The RMS speed of oxygen molecules in a gas is \(V .\) If the temperature is doubled and the oxygen molecules dissociated into oxygen atoms, the RMS speed will become (a) \(\bar{V}\) (b) \(\sqrt{2} V\) (c) \(2 V\) (d) \(4 V\)

Understanding the root mean square (RMS) speed, or RMS velocity, is essential when studying the movement of gas particles. RMS speed is a measure of the speed of particles in a gas that represents the square root of the average squared speeds of the particles. In physics, it’s a way to quantify the velocity of particles in thermal equilibrium.

The formula for RMS speed is given by \[\begin{equation}V_{rms} = \sqrt{\frac{3kT}{m}}\end{equation}\],
where k is the Boltzmann constant, T is the absolute temperature of the gas, and m is the mass of a single particle. The key to this formula is not just the presence of these variables, but also their relationships. For instance, the RMS speed is directly proportional to the square root of the temperature. This means that if the temperature increases, the RMS speed increases as well.

In the exercise at hand, the RMS speed plays a critical role in understanding how the speed of gas particles changes when the temperature is altered and when oxygen molecules (O_2) dissociate into individual oxygen atoms (O).

The temperature of a gas is intimately related to the kinetic energy of its particles. This is a fundamental concept in thermodynamics and physical chemistry. In a gas, the temperature increase leads to an increase in the kinetic energy of the molecules, which in turn affects their speed.

The kinetic energy (KE) of a particle is given by the equation\[\begin{equation}KE = \frac{1}{2}mv^2\end{equation}\],
which states that the kinetic energy is proportional to the mass (m) of the particle and the square of its speed (v). However, when dealing with a collection of gas particles, we consider the average kinetic energy, which relates to the temperature (T) as seen in the formula for RMS speed.

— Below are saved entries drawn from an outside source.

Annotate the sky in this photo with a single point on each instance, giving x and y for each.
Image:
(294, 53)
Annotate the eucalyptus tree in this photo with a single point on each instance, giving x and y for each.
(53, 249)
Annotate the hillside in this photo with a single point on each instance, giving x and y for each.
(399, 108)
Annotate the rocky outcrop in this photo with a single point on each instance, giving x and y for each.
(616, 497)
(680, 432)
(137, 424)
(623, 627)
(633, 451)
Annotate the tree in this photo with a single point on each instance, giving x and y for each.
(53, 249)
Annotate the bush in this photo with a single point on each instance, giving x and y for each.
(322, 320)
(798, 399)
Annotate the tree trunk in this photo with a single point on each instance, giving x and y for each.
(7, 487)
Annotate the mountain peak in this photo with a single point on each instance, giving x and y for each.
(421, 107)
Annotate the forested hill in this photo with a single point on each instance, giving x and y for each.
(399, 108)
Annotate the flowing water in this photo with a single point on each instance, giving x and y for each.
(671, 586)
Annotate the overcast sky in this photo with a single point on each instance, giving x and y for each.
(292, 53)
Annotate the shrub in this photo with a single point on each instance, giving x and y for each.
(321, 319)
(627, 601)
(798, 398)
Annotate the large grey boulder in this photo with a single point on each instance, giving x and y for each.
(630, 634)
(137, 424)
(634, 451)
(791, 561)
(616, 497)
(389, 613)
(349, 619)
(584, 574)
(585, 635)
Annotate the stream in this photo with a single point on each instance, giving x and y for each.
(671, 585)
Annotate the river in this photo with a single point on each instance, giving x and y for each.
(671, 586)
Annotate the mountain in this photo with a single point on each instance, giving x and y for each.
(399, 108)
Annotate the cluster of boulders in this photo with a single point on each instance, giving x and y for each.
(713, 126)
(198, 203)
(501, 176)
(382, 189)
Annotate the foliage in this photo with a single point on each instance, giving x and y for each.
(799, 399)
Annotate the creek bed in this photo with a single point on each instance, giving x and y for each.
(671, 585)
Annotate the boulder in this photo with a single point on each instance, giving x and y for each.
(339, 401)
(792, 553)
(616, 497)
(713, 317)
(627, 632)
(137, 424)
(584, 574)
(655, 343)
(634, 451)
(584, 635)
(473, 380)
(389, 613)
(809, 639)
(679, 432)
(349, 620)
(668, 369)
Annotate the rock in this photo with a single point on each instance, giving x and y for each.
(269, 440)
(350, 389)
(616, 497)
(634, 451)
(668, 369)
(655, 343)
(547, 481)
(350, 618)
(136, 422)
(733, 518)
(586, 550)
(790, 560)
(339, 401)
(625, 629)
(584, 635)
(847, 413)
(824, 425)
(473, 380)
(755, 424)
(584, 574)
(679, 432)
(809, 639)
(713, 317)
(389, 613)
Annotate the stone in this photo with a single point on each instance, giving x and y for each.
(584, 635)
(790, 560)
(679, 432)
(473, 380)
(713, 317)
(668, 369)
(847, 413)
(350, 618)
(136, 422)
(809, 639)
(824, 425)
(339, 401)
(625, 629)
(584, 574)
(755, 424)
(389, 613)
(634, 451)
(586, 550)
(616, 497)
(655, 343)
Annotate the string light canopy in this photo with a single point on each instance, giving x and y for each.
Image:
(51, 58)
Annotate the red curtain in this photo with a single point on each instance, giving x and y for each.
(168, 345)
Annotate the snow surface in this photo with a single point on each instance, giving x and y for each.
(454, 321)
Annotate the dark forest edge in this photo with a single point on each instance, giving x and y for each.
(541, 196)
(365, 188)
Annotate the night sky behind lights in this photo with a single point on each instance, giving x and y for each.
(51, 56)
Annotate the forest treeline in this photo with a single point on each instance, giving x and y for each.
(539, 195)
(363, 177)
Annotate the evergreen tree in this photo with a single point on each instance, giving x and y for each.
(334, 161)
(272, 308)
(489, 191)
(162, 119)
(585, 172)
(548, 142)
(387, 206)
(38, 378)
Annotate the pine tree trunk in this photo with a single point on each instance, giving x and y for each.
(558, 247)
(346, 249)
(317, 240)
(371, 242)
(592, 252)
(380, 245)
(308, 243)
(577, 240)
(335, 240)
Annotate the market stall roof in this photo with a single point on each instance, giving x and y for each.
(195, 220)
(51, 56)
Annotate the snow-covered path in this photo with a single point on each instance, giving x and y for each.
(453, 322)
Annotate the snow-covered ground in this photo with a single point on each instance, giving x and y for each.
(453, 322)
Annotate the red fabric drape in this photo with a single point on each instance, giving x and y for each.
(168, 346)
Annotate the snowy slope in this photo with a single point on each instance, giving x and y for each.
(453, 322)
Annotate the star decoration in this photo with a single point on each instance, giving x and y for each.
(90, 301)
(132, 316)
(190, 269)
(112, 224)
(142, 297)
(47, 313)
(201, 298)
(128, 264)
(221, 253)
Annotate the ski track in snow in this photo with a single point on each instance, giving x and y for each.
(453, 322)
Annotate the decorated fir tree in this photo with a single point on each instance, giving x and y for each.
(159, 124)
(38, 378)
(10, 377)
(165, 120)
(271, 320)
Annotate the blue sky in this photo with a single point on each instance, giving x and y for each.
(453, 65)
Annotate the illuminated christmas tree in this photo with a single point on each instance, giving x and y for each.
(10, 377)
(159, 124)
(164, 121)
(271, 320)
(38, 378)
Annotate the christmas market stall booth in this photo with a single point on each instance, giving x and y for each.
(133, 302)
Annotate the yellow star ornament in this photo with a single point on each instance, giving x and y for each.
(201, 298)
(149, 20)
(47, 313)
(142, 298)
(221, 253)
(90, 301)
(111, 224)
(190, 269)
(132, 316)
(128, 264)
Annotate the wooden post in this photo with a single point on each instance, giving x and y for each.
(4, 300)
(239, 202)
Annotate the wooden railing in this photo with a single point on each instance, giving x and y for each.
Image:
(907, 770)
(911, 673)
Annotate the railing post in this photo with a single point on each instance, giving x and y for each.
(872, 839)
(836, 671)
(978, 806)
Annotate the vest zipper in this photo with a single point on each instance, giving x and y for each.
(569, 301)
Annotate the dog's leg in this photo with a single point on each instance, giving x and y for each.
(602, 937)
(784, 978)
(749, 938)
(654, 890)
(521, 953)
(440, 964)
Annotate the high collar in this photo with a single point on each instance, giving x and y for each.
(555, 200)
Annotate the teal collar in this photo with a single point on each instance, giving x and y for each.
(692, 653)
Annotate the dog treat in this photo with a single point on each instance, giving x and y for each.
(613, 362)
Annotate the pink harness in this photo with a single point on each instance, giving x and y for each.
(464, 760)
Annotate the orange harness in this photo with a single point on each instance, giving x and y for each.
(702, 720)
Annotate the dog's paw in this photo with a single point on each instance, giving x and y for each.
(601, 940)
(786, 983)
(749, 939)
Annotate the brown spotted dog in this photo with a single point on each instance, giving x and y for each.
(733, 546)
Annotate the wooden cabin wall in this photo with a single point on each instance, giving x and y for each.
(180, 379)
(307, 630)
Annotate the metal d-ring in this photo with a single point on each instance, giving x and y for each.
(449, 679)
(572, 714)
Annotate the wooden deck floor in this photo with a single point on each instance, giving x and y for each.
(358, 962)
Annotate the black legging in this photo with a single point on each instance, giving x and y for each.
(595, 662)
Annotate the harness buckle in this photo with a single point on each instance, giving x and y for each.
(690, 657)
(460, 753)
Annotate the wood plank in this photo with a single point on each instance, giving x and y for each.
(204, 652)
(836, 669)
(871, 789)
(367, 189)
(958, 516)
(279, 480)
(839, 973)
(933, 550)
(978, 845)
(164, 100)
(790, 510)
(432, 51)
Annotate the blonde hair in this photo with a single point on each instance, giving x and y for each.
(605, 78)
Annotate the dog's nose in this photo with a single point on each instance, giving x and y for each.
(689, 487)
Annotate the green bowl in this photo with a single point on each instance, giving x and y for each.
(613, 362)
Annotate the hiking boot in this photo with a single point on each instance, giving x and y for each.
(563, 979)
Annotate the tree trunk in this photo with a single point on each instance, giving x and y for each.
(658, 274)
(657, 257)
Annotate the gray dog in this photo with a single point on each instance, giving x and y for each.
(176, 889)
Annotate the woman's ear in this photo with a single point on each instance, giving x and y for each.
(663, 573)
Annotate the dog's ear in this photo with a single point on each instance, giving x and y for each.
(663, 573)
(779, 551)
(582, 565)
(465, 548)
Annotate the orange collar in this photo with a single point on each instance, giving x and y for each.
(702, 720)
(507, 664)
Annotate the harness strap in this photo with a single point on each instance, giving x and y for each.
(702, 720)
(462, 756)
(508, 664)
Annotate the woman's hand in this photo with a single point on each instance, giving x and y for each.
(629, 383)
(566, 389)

If the temperature of a gas is doubled, as posed in our example exercise, the average kinetic energy of the particles also essentially doubles, leading to a change in speed, particularly the RMS speed. This direct dependency of RMS speed on temperature is key to solving the exercise.

Gas molecule dissociation refers to the process by which molecules consisting of two or more atoms split into smaller species, usually individual atoms or smaller molecules. In our exercise, oxygen molecules (O_2), which normally consist of two oxygen atoms, are dissociating into separate oxygen atoms (O).

Dissociation affects the mass (m) of the gas particles involved in calculations of RMS speed. As stated earlier, the mass in the RMS speed formula is that of a single particle. When dealing with molecules, this is the molecular mass, but upon dissociation, it becomes the atomic mass. Since the molecular mass of an O_2 molecule is essentially double the atomic mass of an oxygen atom, dissociation results in halving the mass used in our RMS speed calculation.

Therefore, the dissociation of oxygen molecules into atoms is a critical consideration in the step-by-step solution as it alters the particle mass and thus the final RMS speed.

Physical chemistry problems involve the application of physical principles to chemically significant scenarios. The exercise we explored is an excellent example of a classical physical chemistry problem where knowledge of molecular behavior and mathematical relationships are used to predict changes in a system's properties.

Solving such problems generally requires an understanding of various principles, such as the kinetic theory of gases, thermodynamics, and the laws governing energy and mass. The step-by-step approach, as shown in the exercise, is particularly effective as it allows students to reason through each variable's impact and how changes in these variables affect the overall system.

Students are often advised to break down complex problems into smaller, manageable steps, carefully considering how alterations in conditions—such as temperature changes or molecular dissociation—impact the outcome. This systematic method is not only key to solving physical chemistry problems but also to deeply understand the underlying concepts at play.